10 of 10 people found the following review helpful:
5.0 out of 5 stars
Culture traits in broad strokes,
By James Moore "PlayFair" (Canada) - See all my reviews
This review is from: Culture's Consequences: Comparing Values, Behaviors, Institutions and Organizations Across Nations (Paperback)
I grew up speaking a minority language of a rural culture in the Netherlands. In my teenage years I became part of the hippie counterculture. Later I met my Malaysian wife (with an Iban-Tamil-Chinese cultural mix) in England, where we lived for a while. We lived or spent considerable time in a number of other countries, including the US and (mostly) Canada. In Canada we worked with First Nations people and lived for a while in a small fly-in community in the subarctic north. We studied the culture and wrote papers on aspects of the culture (qualitative research). (Perfect it was not, but it was immensely helpful.) We speak or studied a combined total of 15 languages. This is all to say, I do not have a simplistic view of culture -- I am fully aware how quickly cultural norms can change (as it did in the sixties and seventies in the West).
At every level--whether at clan level within a small Native group such as the one we worked with in Canada, whether it is at a village level in the rural setting I grew up, whether it is at urban level, whether it is at regional or provincial level, whether it is at ethnic or subcultural level, or whether it is at national or other macro-geographic regional level--we can generalize certain culture traits. This is not an exact science, but helpful nevertheless. Hofstede's research infers such generalities through the aggregate of responses from individuals (quantitative research) who all work in the same multinational company. It is just a way to analyze a glimpse of reality. (Perfect it is not, but it is immensely helpful.) I read Hofstede's material after I had read Brendan McSweeney's full rejection of Hofstede's research, methodology and conclusion.

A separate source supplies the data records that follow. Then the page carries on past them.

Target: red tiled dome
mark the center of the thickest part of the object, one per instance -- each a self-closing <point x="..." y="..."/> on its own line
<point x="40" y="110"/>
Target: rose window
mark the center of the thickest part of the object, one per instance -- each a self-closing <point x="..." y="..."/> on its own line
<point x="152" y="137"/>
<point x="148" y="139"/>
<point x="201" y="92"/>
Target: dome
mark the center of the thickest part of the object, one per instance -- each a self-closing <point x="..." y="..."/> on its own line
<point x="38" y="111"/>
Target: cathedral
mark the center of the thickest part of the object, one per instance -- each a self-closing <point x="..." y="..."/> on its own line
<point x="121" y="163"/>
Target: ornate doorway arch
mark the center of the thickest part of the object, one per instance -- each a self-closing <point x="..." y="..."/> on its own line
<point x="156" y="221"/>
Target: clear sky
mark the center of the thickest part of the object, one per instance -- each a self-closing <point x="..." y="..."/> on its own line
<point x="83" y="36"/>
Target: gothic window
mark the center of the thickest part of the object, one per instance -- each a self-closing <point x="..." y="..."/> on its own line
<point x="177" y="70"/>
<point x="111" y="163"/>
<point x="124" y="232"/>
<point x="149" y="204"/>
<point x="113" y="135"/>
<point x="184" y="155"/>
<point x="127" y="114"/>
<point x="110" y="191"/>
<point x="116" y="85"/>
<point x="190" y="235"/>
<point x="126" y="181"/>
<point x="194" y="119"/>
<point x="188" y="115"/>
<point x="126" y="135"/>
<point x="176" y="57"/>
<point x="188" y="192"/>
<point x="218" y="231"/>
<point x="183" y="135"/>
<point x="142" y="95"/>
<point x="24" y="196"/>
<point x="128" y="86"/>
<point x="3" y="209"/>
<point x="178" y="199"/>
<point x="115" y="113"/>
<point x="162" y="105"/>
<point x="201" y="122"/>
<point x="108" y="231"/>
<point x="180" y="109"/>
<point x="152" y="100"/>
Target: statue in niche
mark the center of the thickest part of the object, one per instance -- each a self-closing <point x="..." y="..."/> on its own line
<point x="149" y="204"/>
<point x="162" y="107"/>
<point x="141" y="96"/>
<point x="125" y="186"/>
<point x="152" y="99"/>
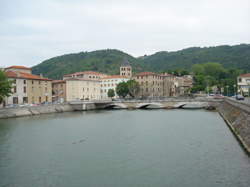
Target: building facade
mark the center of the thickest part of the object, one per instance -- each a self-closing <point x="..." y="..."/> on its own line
<point x="126" y="69"/>
<point x="87" y="75"/>
<point x="59" y="91"/>
<point x="28" y="88"/>
<point x="243" y="84"/>
<point x="111" y="82"/>
<point x="151" y="84"/>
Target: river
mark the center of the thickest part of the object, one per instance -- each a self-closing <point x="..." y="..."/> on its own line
<point x="121" y="148"/>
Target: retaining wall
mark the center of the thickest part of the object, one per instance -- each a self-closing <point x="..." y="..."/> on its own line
<point x="29" y="111"/>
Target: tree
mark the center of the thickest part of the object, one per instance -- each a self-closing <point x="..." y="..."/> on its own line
<point x="5" y="86"/>
<point x="111" y="93"/>
<point x="133" y="87"/>
<point x="122" y="89"/>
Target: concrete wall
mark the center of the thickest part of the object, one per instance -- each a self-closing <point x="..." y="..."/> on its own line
<point x="237" y="116"/>
<point x="29" y="111"/>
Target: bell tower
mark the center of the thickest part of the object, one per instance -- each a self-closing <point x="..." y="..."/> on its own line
<point x="126" y="68"/>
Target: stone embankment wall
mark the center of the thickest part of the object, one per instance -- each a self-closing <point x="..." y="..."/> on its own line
<point x="237" y="116"/>
<point x="29" y="111"/>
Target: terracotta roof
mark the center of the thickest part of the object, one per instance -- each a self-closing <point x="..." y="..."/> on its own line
<point x="18" y="67"/>
<point x="114" y="77"/>
<point x="84" y="72"/>
<point x="145" y="74"/>
<point x="125" y="62"/>
<point x="22" y="75"/>
<point x="166" y="74"/>
<point x="58" y="81"/>
<point x="245" y="75"/>
<point x="81" y="79"/>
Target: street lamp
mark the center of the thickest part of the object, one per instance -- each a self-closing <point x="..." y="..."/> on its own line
<point x="234" y="89"/>
<point x="227" y="90"/>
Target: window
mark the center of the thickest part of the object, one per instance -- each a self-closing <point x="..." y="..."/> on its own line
<point x="15" y="100"/>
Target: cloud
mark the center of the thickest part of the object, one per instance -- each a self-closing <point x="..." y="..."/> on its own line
<point x="33" y="31"/>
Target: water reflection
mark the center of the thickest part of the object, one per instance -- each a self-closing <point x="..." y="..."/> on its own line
<point x="121" y="148"/>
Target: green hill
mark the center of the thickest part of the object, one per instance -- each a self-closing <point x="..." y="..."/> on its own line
<point x="109" y="61"/>
<point x="237" y="56"/>
<point x="105" y="61"/>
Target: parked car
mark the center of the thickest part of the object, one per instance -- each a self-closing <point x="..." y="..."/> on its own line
<point x="239" y="97"/>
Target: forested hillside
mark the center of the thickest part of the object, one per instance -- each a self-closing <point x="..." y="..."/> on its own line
<point x="105" y="61"/>
<point x="109" y="61"/>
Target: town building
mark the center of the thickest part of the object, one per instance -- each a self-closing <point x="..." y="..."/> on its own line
<point x="27" y="88"/>
<point x="88" y="75"/>
<point x="59" y="91"/>
<point x="183" y="85"/>
<point x="126" y="69"/>
<point x="82" y="89"/>
<point x="111" y="82"/>
<point x="243" y="84"/>
<point x="151" y="84"/>
<point x="169" y="88"/>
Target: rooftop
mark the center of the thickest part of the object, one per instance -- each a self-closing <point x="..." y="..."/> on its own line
<point x="245" y="75"/>
<point x="145" y="74"/>
<point x="18" y="67"/>
<point x="115" y="77"/>
<point x="58" y="81"/>
<point x="84" y="72"/>
<point x="125" y="62"/>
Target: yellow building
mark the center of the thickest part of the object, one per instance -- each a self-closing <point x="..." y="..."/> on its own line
<point x="59" y="90"/>
<point x="82" y="89"/>
<point x="28" y="88"/>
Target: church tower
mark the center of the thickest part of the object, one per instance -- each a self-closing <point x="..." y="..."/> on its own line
<point x="126" y="69"/>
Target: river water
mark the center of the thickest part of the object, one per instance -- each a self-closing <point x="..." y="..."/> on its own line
<point x="121" y="148"/>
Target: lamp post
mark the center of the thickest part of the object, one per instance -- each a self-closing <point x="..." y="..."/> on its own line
<point x="227" y="90"/>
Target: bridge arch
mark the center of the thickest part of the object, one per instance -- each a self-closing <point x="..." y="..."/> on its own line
<point x="149" y="106"/>
<point x="115" y="106"/>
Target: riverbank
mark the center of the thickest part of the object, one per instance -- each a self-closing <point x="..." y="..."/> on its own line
<point x="103" y="105"/>
<point x="35" y="110"/>
<point x="237" y="117"/>
<point x="235" y="114"/>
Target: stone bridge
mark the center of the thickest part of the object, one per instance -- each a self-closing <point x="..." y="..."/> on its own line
<point x="145" y="104"/>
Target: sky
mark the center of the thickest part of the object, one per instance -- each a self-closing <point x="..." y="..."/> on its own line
<point x="32" y="31"/>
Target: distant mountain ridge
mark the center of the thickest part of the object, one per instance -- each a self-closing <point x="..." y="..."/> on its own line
<point x="109" y="60"/>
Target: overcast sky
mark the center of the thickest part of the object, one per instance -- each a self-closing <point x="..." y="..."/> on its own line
<point x="34" y="30"/>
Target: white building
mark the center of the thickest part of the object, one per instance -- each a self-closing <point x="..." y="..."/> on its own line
<point x="110" y="82"/>
<point x="243" y="83"/>
<point x="82" y="89"/>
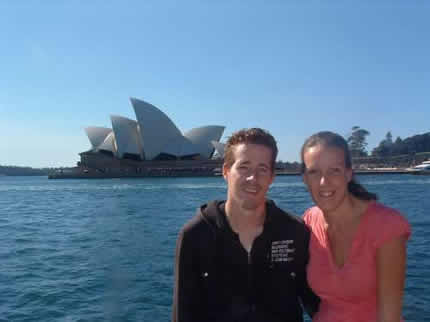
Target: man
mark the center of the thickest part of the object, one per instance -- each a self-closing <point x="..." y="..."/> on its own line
<point x="243" y="259"/>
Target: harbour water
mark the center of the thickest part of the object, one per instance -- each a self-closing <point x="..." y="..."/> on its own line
<point x="102" y="250"/>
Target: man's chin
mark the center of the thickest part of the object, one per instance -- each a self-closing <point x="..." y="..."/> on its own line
<point x="251" y="204"/>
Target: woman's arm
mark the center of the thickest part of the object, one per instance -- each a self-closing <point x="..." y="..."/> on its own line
<point x="391" y="267"/>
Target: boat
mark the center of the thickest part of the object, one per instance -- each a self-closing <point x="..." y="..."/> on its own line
<point x="422" y="168"/>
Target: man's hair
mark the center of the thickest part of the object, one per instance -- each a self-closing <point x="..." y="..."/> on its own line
<point x="250" y="136"/>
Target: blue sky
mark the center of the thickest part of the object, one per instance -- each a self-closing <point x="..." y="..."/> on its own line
<point x="289" y="67"/>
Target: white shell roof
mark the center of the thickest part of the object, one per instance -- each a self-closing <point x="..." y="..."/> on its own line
<point x="180" y="146"/>
<point x="108" y="143"/>
<point x="201" y="137"/>
<point x="126" y="136"/>
<point x="97" y="135"/>
<point x="219" y="147"/>
<point x="156" y="128"/>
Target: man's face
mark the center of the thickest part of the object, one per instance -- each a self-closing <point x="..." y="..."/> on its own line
<point x="250" y="175"/>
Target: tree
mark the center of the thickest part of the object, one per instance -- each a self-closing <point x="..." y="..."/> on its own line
<point x="385" y="147"/>
<point x="357" y="142"/>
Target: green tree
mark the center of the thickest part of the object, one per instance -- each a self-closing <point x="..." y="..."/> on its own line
<point x="357" y="142"/>
<point x="385" y="147"/>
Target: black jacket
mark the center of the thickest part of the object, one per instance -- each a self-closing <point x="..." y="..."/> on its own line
<point x="217" y="280"/>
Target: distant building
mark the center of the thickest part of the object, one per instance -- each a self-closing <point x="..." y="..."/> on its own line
<point x="152" y="137"/>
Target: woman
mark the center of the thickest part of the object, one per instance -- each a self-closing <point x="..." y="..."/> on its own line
<point x="358" y="246"/>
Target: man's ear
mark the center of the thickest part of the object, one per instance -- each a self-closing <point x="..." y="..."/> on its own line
<point x="225" y="170"/>
<point x="349" y="174"/>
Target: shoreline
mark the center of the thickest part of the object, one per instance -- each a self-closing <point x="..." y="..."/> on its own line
<point x="81" y="173"/>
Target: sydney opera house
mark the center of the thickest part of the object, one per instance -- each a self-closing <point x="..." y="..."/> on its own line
<point x="151" y="145"/>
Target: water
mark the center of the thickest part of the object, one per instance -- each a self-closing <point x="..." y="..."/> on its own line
<point x="102" y="250"/>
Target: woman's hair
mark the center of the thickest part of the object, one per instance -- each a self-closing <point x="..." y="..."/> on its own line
<point x="333" y="140"/>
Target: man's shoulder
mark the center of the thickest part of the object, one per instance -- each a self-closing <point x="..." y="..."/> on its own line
<point x="203" y="220"/>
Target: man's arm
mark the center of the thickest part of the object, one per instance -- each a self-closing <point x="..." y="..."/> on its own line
<point x="309" y="299"/>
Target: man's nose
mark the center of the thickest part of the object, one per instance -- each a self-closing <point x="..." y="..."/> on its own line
<point x="251" y="176"/>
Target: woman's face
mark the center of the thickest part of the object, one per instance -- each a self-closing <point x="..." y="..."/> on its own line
<point x="326" y="176"/>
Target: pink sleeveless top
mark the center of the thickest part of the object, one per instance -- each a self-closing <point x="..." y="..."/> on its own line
<point x="349" y="294"/>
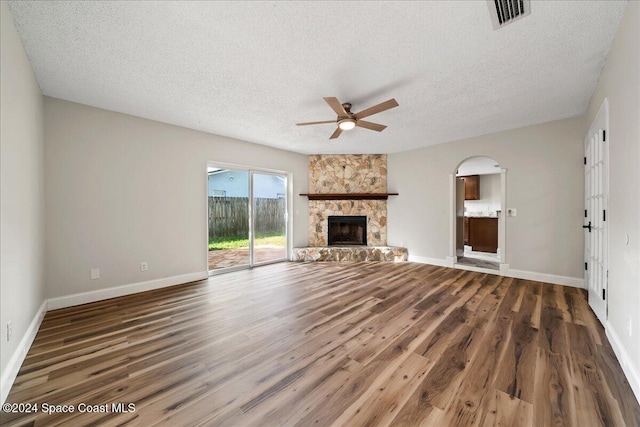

McSweeney's article, which appeared in Human Relations Vol. 55(1), goes well beyond constructive academic critique, but I bought into his reasoning and consequently was thoroughly prejudiced against Hofstede's approach... until I actually started to read his material and discovered that McSweeney, though scoring some points, made Hofstede into a caricature. It is easy to shoot heavy artillery at hugely inflated monsters -- monsters McSweeney unjustifiably pumped up out of Hofstede's material. Did he hit the target? Absolutely. How can one miss inflated distortions? As for me, I find Hofstede's approach helpful as giving another view of the hugely complex reality of people and their behavior. Does Hofstede's approach give a complete picture? No, nor does it claim to be--it gives culture traits in broad strokes, and that within a context of work. The massive project of House, Hanges, Javidan, Dorfman, and Gupta (2004) with the involvement of numerous peers builds and improves on Hofstede in Culture, Leadership, and Organizations: The GLOBE Study of 62 Societies. At the very least one can say that Hofstede's research has been broadly accepted and validated by peers. True, this does not make a theory and methodology infallible, but at the very least one has to give it considerable more respect than Nemesis can muster.